The cross-party In campaign appeared less organised in its launch than the Out campaigns, and its leading figure Stuart Rose does not seem to fit the shoes of a charismatic individual required for a campaign of this scale. Also, Britain Stronger in Europe will have to be able to challenge the emotive language surrounding the topic of EU-linked immigration in the midst of a refugee crisis. They will have to convince people that reforming the EU is possible from the inside in the face of a collective rage-quit.
— The Economist (@TheEconomist)
On the opposing side, the collective aim of the two Out campaigns is probably best characterised by a King Louie line from Disney’s Jungle Book: “I’ve reached the top and had to stop and that’s what bothering me.” The EU stands in the way of their possibility to govern however they want.
The elective dictatorship that is British democracy (not my words, but Lord Hailsham’s) gives the government of the day the power to rule with limited opposition or checks and balances, as we have recently seen from the actions of the Conservative government surrounding the tax credit cuts debate and the party’s election pledges. For those aiming for power and wishing to govern only according to their ideology, the European Union must seem threatening with its overriding laws and regulations, and in this equation it should not come as a surprise that the Prime Minister did visit Brussels in the summer to negotiate opt-outs from a number of EU’s social protection laws.
A popular argument for leaving has been the perceived democratic deficit of the EU and the unelected European Commission, which is something I agree could be reformed, but, correct me if I’m wrong, I’ve understood that there is an unelected body to the Westminster system as well that many of the same people don’t moan about.
Moreover, despite Nigel Farage’s statement that he supports both Out campaigns and claim that they are “complementary” rather than “contradictory,” it would not be unreasonable to predict that a clash of some sort lies ahead on the road to the vote. The two camps have already divided Nigel Farage and his only MP Douglas Carswell, and it is unlikely that the Conservative and Labour Eurosceptics would let Mr Farage be the face of their campaign.
As the campaigns progress, the Out will also need to provide their own vision on the future of the UK outside the EU rather than just complain about all negative sides of the EU. A free trade deal of any kind will have to come with a loss of sovereignty, such as the requirement to comply with the EU’s market standards. According to the Norwegian Mission to the EU, even Norway contributes around €340 million (€230m to EU’s development projects primarily in Eastern Europe and €110 to other EU programmes) to the EU without being part of the entity, amounting to about four fifths of what the UK pays per capita from inside the Union.

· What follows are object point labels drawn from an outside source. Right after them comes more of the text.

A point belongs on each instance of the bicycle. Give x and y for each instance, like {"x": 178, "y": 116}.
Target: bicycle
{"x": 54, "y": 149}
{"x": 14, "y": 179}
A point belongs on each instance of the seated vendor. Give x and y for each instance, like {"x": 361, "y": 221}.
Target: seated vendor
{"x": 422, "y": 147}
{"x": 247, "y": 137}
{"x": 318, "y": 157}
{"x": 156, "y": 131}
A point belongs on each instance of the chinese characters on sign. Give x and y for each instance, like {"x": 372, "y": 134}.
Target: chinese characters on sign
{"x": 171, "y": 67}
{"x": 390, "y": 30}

Finally, in the middle of all this stands one David Cameron, who has so far been challenged over all the technicalities of the referendum. The question and answers have been changed from what was originally proposed, the referendum itself has been demanded to be held in 2016 rather than 2017, 16-year-olds are likely to get the vote after all, and the government is still restricted from campaigning during the final month before the vote. On top of this his cabinet has split over the referendum, with at least six cabinet ministers demanding to be allowed to campaign for Brexit.

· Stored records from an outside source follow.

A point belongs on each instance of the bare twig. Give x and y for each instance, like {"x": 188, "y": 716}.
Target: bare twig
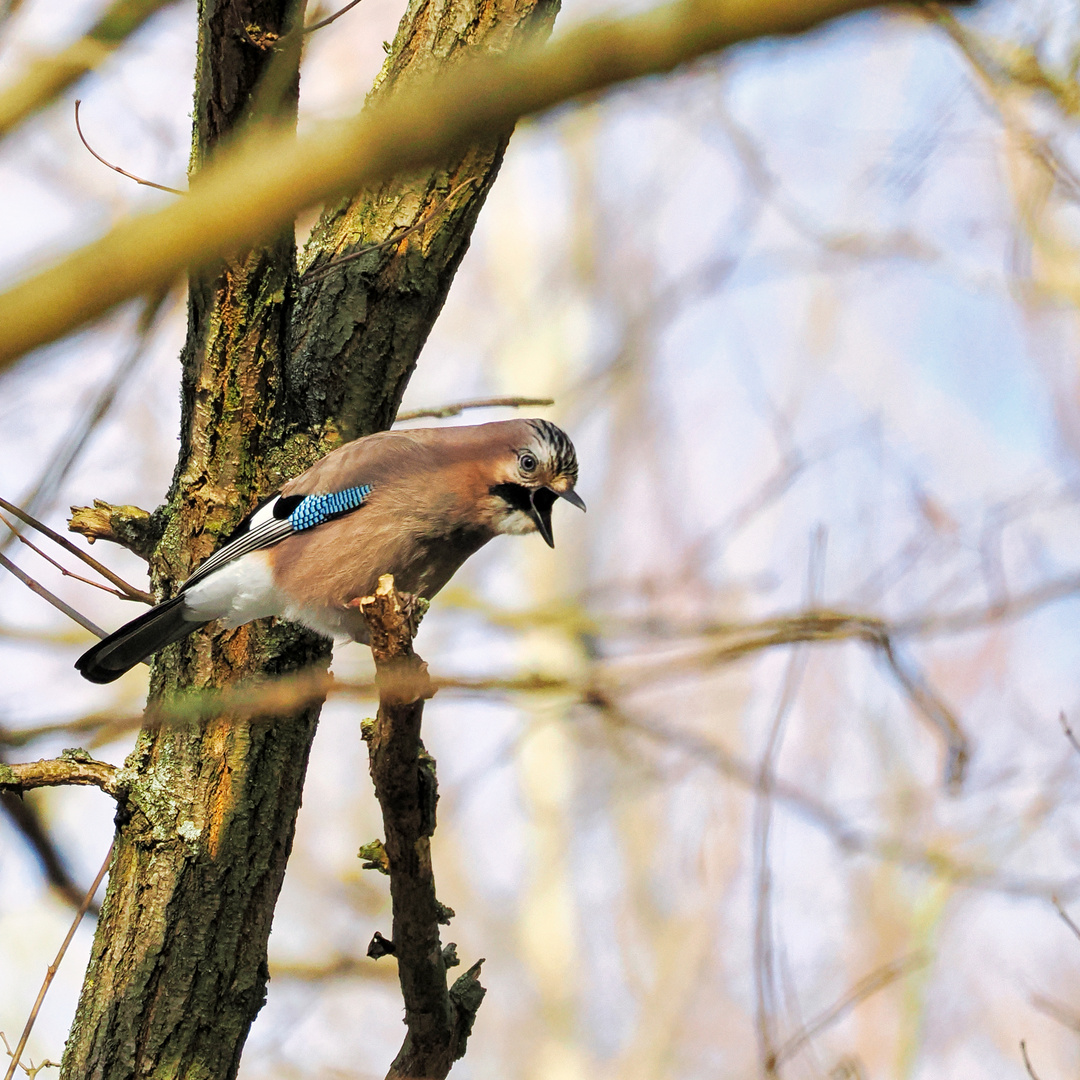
{"x": 117, "y": 169}
{"x": 865, "y": 987}
{"x": 131, "y": 591}
{"x": 847, "y": 836}
{"x": 54, "y": 967}
{"x": 448, "y": 410}
{"x": 439, "y": 1020}
{"x": 44, "y": 78}
{"x": 1027, "y": 1061}
{"x": 31, "y": 1070}
{"x": 67, "y": 574}
{"x": 1068, "y": 731}
{"x": 129, "y": 526}
{"x": 1065, "y": 916}
{"x": 331, "y": 18}
{"x": 931, "y": 705}
{"x": 316, "y": 273}
{"x": 76, "y": 767}
{"x": 28, "y": 822}
{"x": 46, "y": 595}
{"x": 1054, "y": 1010}
{"x": 59, "y": 463}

The polls (always reliable, right?) are so close that the only thing tilting the balance is the political leaning of whichever medium is the publisher. The SNP is stacking up boxes of blue and white face paint north of the border again just in case. The government is divided on the issue, and David Cameron’s shopping list is affecting relations between the island and the continent. And then there is the Irish border facing possible consequences. Britain is jumping to the abyss – but whether or not it happens with a bungee cord remains to be seen.